Roma, 2 febbraio 2012 - Essere il terzo Paese in Europa per morti su bicicletta di certo non aiuta la promozione degli spostamenti su due ruote, tanto invocati per ridurre consumi e inquinamento.

Negli ultimi 10 anni l'Italia ha collezionato un numero di vittime doppio del Regno Unito, ben 2.556 martiri delle due ruote.
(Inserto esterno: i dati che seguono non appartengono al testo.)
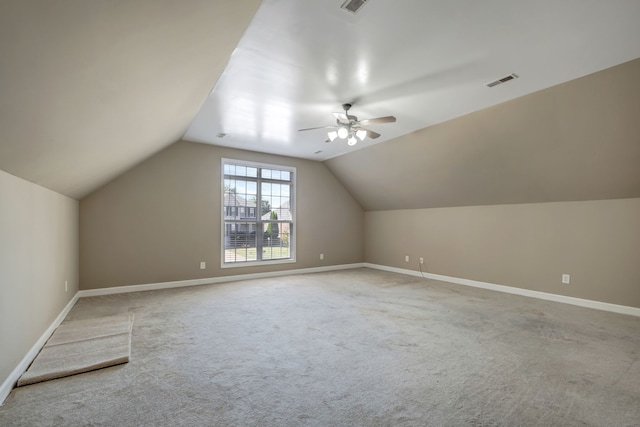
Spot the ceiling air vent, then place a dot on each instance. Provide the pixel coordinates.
(502, 80)
(353, 6)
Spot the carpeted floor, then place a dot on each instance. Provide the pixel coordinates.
(353, 347)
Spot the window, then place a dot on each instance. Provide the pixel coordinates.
(258, 213)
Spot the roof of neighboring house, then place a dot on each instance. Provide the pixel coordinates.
(232, 199)
(283, 212)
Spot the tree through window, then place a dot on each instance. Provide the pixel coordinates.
(257, 213)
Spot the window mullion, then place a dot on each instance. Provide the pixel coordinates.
(259, 239)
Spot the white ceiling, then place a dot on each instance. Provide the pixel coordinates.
(88, 89)
(423, 61)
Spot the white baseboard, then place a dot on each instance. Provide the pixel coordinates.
(12, 379)
(622, 309)
(8, 384)
(14, 376)
(212, 280)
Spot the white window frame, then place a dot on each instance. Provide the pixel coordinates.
(292, 202)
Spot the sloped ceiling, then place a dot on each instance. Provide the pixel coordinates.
(576, 141)
(90, 88)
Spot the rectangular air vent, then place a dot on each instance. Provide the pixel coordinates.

A lanciare l’allarme per i ciclisti è la Fondaziona Ania precisando che l’Italia è il terzo Paese in Europa per mortalità su biciclette. ‘’La sensibilizzazione sulla sicurezza stradale attraverso i media è fondamentale per ridurre il numero e la gravità degli incidenti - ha precisato il segretario generale della Fondazione Ania, Umberto Guidoni - . La campagna lanciata oggi dal Times per la tutela dei ciclisti in Gran Bretagna dovrebbe costituire un esempio per tutti su come istituzioni pubbliche, associazioni private e mondo dei media debbano lavorare in sinergia per combattere quella che è la più grande tragedia del nostro Paese, ovvero gli incidenti stradali’’.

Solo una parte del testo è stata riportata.